Now, the theorem concerned says that the class is non-uniform learnable if and only if it is a countable union of hypotheses with a finite VC-dimension. The proof in the book defines $$\mathcal{H}_n = \{h\in \mathcal{H}:m_{\mathcal{H}}^{NUL}(1/8, 1/7, h) \leq n\}.$$ Obviously, $\mathcal{H}$ is a union of $\mathcal{H}_n$. However, it is not clear to me why do $\mathcal{H}_n$ have finite VC-dimension. The proof invokes Fundamental Theorem of Statistical Learning which provides the lower bound for the required training sample guaranteeing $(\epsilon, \delta)$ accuracy-confidence but this theorem assumes the finite VC-dimension, which is precisely what we want to show. Therefore, the argument on the surface appears to be circular. It is also not clear to me why would it break down if I replaced $(1/8, 1/7)$ with $(1/2, 1)$.

Any insight would be much appreciated!

2 Answers2

1

Statement: $VC(\cal{H}_n) \leq 2n$.

Proof:

  1. By contradiction, assume it is larger than $2n$, i.e., there exist $2n$ points ${\cal Y}^{2n} \subseteq \cal{X}$, which can be shattered by $\cal{H}_n$.
  2. The no-free-lunch theorem says, that for the non-uniformly learning algorithm $A^{\text{NUL}}$ (from the definition of the non-uniform learnability) there exists a distribution ${\cal D}_A$ over ${\cal Y}^{2n}$, for which with the probability of at least 1/7 over the choice $S \sim {\cal D}_A^n$ it holds that ${\cal L}_{{\cal D}_A}(A(S)) > \frac18$.
  3. Since ${\cal Y}^{2n}$ is shattered by ${\cal {H}}_n$, there exists a hypothesis $h'$ such that ${\cal L}_{{\cal D}_A}(h') = 0$. The non-uniform learnability definition w.r.t. $h'$ says, in particular, that with the probability of at least 6/7 over the choice $S \sim {\cal D}_A^n$, it holds that ${\cal L}_{{\cal D}_A}(A(S)) \leq {\cal L}_{{\cal D}_A}(h') + \frac18 = \frac18$, what contradicts the statement in (2).
Elnur
  • 352
0

You're right about the argument is circular and I think there's a typo there. Specifically, the paragraph should have been written as Using Corollary 6.4 ... instead of Using the fundamental theorem of statistical learning ....

So it reads as follows:

In addition using the definition of $m_\mathcal{H}^{NUL}$ we know that any distribution $\mathcal{D}$ that satisfies the realizability assumption with respect to $\mathcal{H}_n$, with probability of at least 6/7 over $S \sim \mathcal{D}_n$ we have that $L_\mathcal{D}(A(S)) \le 1/8$.
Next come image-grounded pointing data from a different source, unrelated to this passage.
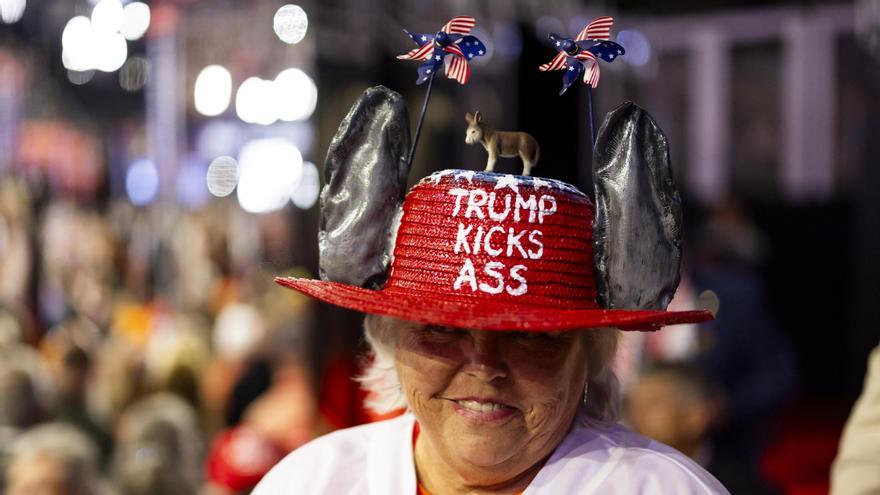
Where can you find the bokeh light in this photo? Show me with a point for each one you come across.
(213, 90)
(86, 47)
(135, 20)
(77, 43)
(305, 192)
(222, 176)
(256, 101)
(142, 182)
(11, 11)
(297, 95)
(269, 170)
(291, 23)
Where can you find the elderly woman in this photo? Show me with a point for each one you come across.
(488, 329)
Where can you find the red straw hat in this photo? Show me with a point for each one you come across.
(490, 251)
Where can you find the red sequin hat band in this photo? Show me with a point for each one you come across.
(491, 251)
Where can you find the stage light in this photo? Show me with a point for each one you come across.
(296, 95)
(291, 23)
(213, 90)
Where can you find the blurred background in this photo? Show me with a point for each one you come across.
(160, 163)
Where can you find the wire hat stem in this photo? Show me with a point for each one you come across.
(412, 151)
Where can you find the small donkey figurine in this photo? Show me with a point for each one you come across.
(501, 143)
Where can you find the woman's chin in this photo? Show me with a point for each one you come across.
(484, 449)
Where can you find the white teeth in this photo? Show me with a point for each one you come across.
(481, 406)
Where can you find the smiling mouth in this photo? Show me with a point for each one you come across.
(482, 406)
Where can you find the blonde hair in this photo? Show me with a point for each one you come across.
(384, 394)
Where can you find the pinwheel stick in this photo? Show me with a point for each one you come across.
(590, 116)
(412, 151)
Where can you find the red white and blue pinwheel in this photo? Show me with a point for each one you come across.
(582, 54)
(454, 41)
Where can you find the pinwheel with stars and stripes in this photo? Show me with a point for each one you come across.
(582, 54)
(453, 41)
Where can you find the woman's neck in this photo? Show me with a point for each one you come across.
(439, 477)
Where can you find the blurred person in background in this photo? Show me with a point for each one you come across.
(26, 392)
(856, 470)
(68, 351)
(53, 459)
(159, 448)
(743, 350)
(279, 419)
(15, 241)
(674, 403)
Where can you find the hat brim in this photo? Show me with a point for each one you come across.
(478, 314)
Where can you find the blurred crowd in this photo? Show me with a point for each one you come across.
(147, 351)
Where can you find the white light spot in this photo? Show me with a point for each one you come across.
(297, 95)
(291, 23)
(135, 20)
(255, 101)
(142, 182)
(78, 45)
(305, 193)
(107, 17)
(269, 170)
(222, 176)
(11, 11)
(213, 90)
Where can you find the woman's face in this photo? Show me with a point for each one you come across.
(499, 402)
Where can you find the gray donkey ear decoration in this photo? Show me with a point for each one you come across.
(637, 225)
(366, 173)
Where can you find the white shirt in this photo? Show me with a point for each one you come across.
(377, 459)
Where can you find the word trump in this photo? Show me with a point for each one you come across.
(486, 236)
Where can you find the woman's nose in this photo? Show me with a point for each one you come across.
(485, 356)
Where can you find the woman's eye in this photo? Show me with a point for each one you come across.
(440, 330)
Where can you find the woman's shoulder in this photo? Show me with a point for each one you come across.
(614, 459)
(336, 462)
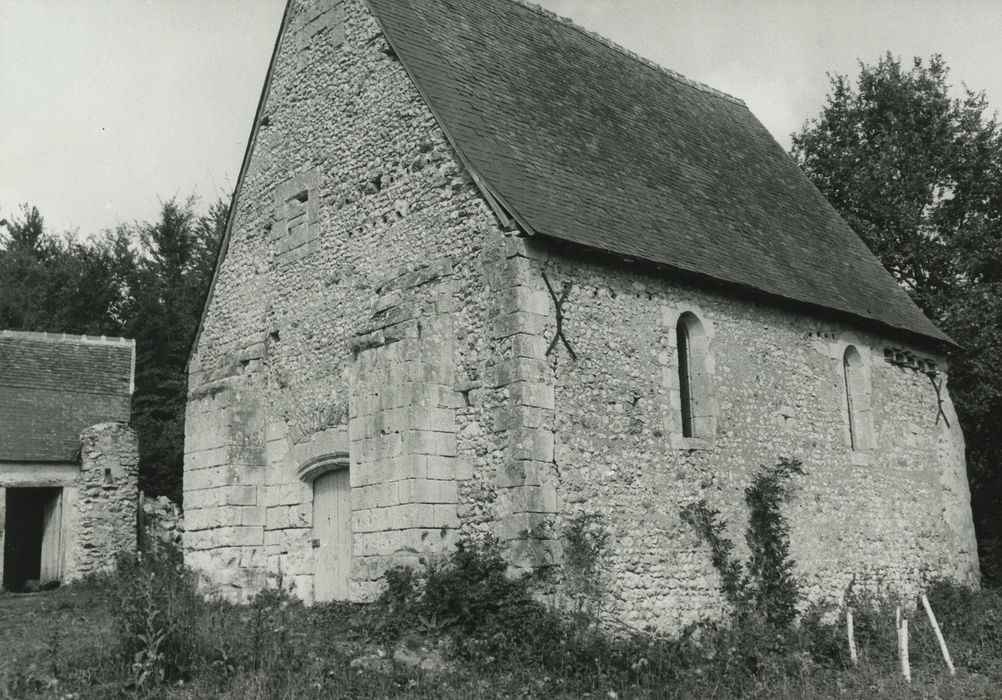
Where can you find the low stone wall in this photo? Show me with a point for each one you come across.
(162, 522)
(99, 511)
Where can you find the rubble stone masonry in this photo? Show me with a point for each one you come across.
(372, 312)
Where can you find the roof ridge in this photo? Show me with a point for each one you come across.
(674, 75)
(68, 337)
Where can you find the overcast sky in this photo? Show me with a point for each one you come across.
(109, 106)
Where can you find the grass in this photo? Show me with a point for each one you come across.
(70, 643)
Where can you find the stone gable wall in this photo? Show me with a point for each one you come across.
(349, 306)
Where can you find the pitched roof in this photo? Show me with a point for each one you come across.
(580, 140)
(52, 387)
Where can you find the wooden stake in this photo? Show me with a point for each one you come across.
(906, 669)
(939, 635)
(850, 632)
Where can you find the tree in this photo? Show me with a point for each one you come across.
(146, 281)
(62, 284)
(918, 174)
(171, 280)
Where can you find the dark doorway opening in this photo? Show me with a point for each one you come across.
(32, 551)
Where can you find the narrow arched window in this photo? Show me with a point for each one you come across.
(857, 400)
(692, 390)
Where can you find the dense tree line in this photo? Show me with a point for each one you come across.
(143, 280)
(918, 174)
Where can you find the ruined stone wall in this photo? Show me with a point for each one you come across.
(892, 514)
(99, 510)
(347, 319)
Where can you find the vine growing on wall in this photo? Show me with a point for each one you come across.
(767, 586)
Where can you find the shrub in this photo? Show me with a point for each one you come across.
(586, 537)
(155, 605)
(768, 589)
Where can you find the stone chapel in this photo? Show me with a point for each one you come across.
(486, 270)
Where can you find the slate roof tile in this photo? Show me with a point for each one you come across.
(582, 141)
(52, 387)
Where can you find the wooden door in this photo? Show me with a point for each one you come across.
(333, 535)
(51, 564)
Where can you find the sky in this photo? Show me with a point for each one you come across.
(108, 107)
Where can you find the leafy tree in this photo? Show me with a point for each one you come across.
(918, 173)
(146, 281)
(62, 284)
(170, 282)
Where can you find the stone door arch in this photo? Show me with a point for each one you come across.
(332, 526)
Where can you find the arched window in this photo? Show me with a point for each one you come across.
(857, 400)
(692, 389)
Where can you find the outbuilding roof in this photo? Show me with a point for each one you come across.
(578, 139)
(52, 387)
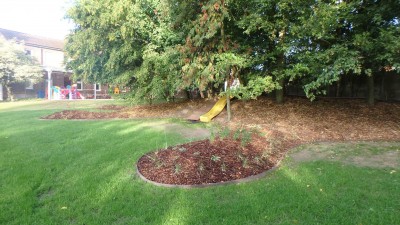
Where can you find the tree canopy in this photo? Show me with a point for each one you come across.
(158, 47)
(16, 66)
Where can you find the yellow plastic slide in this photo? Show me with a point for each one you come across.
(215, 110)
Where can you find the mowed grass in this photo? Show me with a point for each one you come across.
(83, 172)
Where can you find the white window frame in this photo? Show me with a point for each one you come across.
(97, 85)
(29, 84)
(79, 82)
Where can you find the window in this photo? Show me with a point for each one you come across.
(79, 85)
(29, 84)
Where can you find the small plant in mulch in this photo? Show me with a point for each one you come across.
(229, 155)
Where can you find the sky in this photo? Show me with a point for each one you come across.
(38, 17)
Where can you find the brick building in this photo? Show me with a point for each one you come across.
(49, 53)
Using Corollary 6.4, this implies that the VC-dimension of $\mathcal{H}_n$ must be finite...

Why I think so? It is because if VC-dimension of $\mathcal{H}_n$ is infinite, then based on Corollary 6.4, there exists a distribution $\mathcal{D}$ such that $L_\mathcal{D}(h)=0$ (or equivalently the realizability holds) and with probability of at least 1/7 over $S \sim \mathcal{D}^n$ we have that $L_\mathcal{D}(A(S)) \ge 1/8$.
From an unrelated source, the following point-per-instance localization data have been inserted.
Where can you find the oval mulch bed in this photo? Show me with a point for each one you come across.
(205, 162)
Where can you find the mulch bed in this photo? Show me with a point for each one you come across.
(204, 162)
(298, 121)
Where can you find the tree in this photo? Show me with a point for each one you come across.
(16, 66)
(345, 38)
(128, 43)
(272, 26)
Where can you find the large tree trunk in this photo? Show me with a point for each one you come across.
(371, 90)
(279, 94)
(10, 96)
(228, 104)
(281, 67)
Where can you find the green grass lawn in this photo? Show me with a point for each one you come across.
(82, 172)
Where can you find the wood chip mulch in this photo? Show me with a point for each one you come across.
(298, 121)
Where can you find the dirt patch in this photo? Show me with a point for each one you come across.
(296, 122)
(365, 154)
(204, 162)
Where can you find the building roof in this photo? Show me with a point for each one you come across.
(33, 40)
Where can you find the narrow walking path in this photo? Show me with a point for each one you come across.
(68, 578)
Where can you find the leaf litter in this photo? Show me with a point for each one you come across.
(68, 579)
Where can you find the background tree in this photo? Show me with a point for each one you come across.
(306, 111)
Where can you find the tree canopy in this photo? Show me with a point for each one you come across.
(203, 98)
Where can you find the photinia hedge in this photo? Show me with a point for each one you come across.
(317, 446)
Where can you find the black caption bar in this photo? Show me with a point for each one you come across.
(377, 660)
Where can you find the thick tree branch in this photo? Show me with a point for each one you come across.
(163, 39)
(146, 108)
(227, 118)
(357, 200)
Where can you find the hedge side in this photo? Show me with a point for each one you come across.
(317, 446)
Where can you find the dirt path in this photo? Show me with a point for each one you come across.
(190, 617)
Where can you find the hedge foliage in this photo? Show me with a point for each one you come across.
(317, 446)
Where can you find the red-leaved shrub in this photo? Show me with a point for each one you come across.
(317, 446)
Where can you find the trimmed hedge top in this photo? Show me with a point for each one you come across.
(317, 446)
This is clearly contrary to the assumption that $\mathcal{H}_n$ is nonuniform, i.e. for any $\mathcal{D}$ if $L_\mathcal{D}(h) = 0$, or equivalently the realizability assumption holds, then with probability of at least 6/7 over $S \sim \mathcal{D}^n$ we have that $L_\mathcal{D}(A(S)) \le 1/8$.